Why did the nerd cross the road?? BAZINGA!!!! xD

Roses are red, Violets are blue, WTF is this, i gotta take a piss.

What's red and bad for your teeth? A brick.

I regret everything.....

What is a terrible tragedy and wears ice skates? Holocaust; The musical on ice

why dont black people celebrate thanksgiving? kfc is closed on holidays

Thank you for booking with Anti-Joke Travel Agency. Here is your trip itinerary: 1. Your toilet

Why did the New York Times cancel Otis Redding's subscription? Because he died.

:) Hey AMBY VALENT! Want to join our horsehead show below?? *Laughing track with that fat loud bitch that wont stop laughing making the actors stare at each other like douches* :/ Muuh, I dont really care im just some meh character anyway so yuh...' *Laughing track* ? ???? ORAORAORAORAORAORAORAORA! :( Hey get outta our show here you China man! *OOOH! Track plays with some fa*ott whistling* ? ???? | Baka! *leaves* *Awww track plays* *Laughing track*

Why was the boy embarrassed when he opened his parents' bedroom door? Because he had been trying the door for several minutes until he realized he was pushing instead of pulling.

Knock Knock. Who´s there? Tsu Tsu who? TSUNAMI!!!!!!!

How do you get a clown to stop smiling? Polity ask him to stop.

How do you turn a fruit into a vegetable? A car crash.

Roses are red, Violets are not blue, they're violet, which is why they're called violets.

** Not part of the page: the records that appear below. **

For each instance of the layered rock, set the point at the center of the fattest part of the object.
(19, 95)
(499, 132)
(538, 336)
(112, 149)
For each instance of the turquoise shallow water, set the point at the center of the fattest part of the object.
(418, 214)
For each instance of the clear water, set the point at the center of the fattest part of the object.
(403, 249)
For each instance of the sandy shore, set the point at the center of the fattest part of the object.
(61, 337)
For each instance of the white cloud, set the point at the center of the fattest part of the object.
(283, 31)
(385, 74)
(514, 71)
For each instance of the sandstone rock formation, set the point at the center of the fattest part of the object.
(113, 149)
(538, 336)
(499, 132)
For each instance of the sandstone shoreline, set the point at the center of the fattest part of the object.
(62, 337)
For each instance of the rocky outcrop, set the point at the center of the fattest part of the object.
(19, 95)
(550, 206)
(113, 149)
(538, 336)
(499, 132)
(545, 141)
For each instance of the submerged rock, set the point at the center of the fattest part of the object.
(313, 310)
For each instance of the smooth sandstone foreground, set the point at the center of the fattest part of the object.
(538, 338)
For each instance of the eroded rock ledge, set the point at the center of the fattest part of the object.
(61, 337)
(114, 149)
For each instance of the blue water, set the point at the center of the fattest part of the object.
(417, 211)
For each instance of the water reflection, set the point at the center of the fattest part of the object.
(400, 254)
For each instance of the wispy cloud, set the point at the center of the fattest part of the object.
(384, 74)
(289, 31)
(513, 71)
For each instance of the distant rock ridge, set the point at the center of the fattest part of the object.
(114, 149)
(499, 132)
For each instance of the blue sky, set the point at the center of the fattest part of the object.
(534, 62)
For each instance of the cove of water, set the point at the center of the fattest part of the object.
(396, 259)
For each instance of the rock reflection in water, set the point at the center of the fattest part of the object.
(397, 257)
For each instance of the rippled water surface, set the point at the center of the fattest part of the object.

Bin Laden: dang, these pizza guys are so late, this pizza better be free! door: Ring ring ring.. Bin Laden: yes its finally here!

Walking down a cold, lonely, deserted street is a 10 year old who lost her parents. she has with her in plain sight her fathers wallet, so full of cash that it is literally too full. all of a sudden, a black man with a gum jumps out from around the corner. he then proceeds to mug her and shoot her. thanking the man for playing cops with her using finger guns, she goes home with a new coffee mug and a stick of gum. she died three days later from unrelated incidents.

Q. What's brown and circular? A. MEATBALLS!

What is the difference between Terri Schaivo and a basket of rotting vegetables? The rotting vegetables aren't edible.

IM SEXY AND I KNOW IT Chrysanthemums are pretty but toads and people are damn to horny

Knock, Knock Whos There, Jews, Jes who, Whould you like some jews with that.

What did the nazi say to the jew? Nothing, he shot 'em

If video games were peaceful. Man! You are so strait! That was so good man! GG.

What did the black man, chinese man, and mexican man all have in common? They all happened to enjoy cantaloupe.

A priest a rabbi and an iman are stuck in the desert. After walking for days without rescue or civilisation in sight, and rapidly running out of food and water, they decide to each pray to their respective gods for rescue, and in doing so solve the ultimate question of which religion is the true religion. They all die.

Anti Joke

What are Antijokes? Anti Jokes (or Anti Humor) is a type of comedy in which the uses is set up to expect a typical joke setup however the joke ends with such anticlimax that it becomes funny in its own right. The lack of punchline is the punchline.

Our Updated iOS App!

We've just released huge update to the iOS app! Now, access all your favorite text and photo sites like Anti-Joke, DIYLOL! A few things didn't make the original cut (like comments) but they'll be back soon. Best of all, the app is now FREE! Get it here.

The Anti Joke Book


NEW ANTI-JOKE BOOK!  Now that we've resolved the printing issues with our publisher, check out the BRAND SPANKING NEW Anti-Joke Book!

MOAR??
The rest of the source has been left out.